Salt is spread over fish and squid before steaming to clean them at a fish steaming workshop in Quy Nhon City, Binh Dinh Province, south-central Vietnam, May 2025. Photo: Dung Nhan
For nearly 50 years, small fish-steaming workshops—often no more than 400 square feet—have kept dozens of working-class families afloat.
Tucked into narrow alleys and backlots, these steamy kitchens operate day and night, quietly defying the rush of modernization transforming this city.
Inside, the air is heavy with heat and salt.
Workers descale and gut fish before neatly arranging them in bamboo baskets for steaming at a fish processing site in Quy Nhon City, Binh Dinh Province, south-central Vietnam, May 2025. Photo: Dung Nhan
Charcoal fires glow beneath stacked metal steamers filled with anchovies, mackerel, tuna, and squid.

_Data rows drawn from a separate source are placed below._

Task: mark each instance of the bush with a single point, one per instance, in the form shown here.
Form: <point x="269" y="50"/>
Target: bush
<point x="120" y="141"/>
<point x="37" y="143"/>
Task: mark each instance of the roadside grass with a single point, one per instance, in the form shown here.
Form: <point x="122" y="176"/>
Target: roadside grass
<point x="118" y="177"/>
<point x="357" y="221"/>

The smell is an unmistakably briny and rich.
Temperatures routinely exceed 50 degrees Celsius, sometimes pushing past 70. Newcomers rarely last a day.
A fish steamer tends to a wood fire at a traditional steaming workshop in Quy Nhon City, Binh Dinh Province, south-central Vietnam, May 2025. Photo: Dung Nhan
Seafood traders haul in the fresh catch from the port. Then the real work begins.

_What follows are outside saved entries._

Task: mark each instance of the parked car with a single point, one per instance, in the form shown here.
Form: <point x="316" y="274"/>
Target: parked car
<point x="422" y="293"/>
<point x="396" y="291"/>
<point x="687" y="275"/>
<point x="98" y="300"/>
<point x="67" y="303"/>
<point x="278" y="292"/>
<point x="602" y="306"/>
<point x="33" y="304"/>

Mostly older women, their hands rough from years of practice, descale, gut, and clean each fish before layering them neatly onto bamboo trays.

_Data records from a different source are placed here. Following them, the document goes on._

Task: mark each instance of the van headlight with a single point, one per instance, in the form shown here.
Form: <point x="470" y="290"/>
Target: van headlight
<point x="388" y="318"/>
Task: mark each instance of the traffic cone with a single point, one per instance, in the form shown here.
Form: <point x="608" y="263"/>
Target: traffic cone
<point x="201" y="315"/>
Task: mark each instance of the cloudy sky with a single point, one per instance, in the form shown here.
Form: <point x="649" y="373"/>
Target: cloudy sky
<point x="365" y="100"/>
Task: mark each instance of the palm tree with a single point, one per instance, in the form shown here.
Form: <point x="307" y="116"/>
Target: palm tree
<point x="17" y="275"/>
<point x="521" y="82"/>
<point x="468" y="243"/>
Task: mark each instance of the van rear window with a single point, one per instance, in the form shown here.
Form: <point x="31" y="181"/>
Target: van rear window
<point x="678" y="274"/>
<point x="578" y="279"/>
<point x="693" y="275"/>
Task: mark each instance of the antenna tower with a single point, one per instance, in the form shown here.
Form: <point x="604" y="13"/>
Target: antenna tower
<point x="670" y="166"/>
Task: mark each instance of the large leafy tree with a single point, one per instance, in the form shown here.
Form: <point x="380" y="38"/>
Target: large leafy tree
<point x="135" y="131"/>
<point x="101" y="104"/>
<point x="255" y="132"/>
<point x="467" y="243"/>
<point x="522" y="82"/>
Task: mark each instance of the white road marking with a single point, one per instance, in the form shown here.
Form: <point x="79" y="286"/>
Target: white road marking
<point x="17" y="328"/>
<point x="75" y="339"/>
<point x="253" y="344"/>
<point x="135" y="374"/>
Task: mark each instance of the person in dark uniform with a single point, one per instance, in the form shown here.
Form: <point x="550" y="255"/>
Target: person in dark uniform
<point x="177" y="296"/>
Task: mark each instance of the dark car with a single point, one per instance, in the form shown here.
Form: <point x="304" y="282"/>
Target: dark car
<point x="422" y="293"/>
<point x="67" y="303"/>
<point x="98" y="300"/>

Perfecting the steam is an art passed down through generations.
A worker pours a custom-mixed steaming liquid into a pot at a fish processing facility in Quy Nhon City, Binh Dinh Province, south-central Vietnam, May 2025. Photo: Dung Nhan
There are no timers and no thermometers, only instinct.
Workers adjust heat and moisture by feel, watching for subtle changes in color and scent that signal when the fish is done just right.
The day starts before dawn, often by 4:00 am, and doesn’t end until every order is filled.
A pot of squid steams over a red-hot fire at a traditional workshop in Quy Nhon City, Binh Dinh Province, south-central Vietnam, May 2025. Photo: Dung Nhan
Wages range from VND200,000 to VND400,000 ($7.7 to $15.4) a day.
It’s modest pay, but it pays the bills and puts children through school.
“It’s hard work, but there’s satisfaction in it,” said Nguyen Van Tuan, who has worked in the trade for more than three decades.
Freshly steamed fish is removed from the pot at a workshop in Quy Nhon City, Binh Dinh Province, south-central Vietnam, May 2025. Photo: Dung Nhan
He leans over a steaming tray, his face slick with sweat.
“You have to love it to stay.
"A perfect batch that's firm and flavorful, that’s what we aim for.
"It won’t make you rich, but it keeps the family going.”
Steamed fish retains its shape and texture after processing at a facility in Quy Nhon City, Binh Dinh Province, south-central Vietnam, May 2025. Photo: Dung Nhan
In these cramped, airless rooms, where sea air mingles with steam and coal smoke, something deeper than seafood is being preserved.
It’s a way of life rooted in resilience and routine, fueled by pride and necessity.
A worker carries baskets of steamed fish ready for sale at a fish steaming site in Quy Nhon City, Binh Dinh Province, south-central Vietnam, May 2025. Photo: Dung Nhan
The fish-steaming workshops of Quy Nhon aren’t likely to make headlines.
But in the heat and haze, a quiet legacy endures, one tray at a time.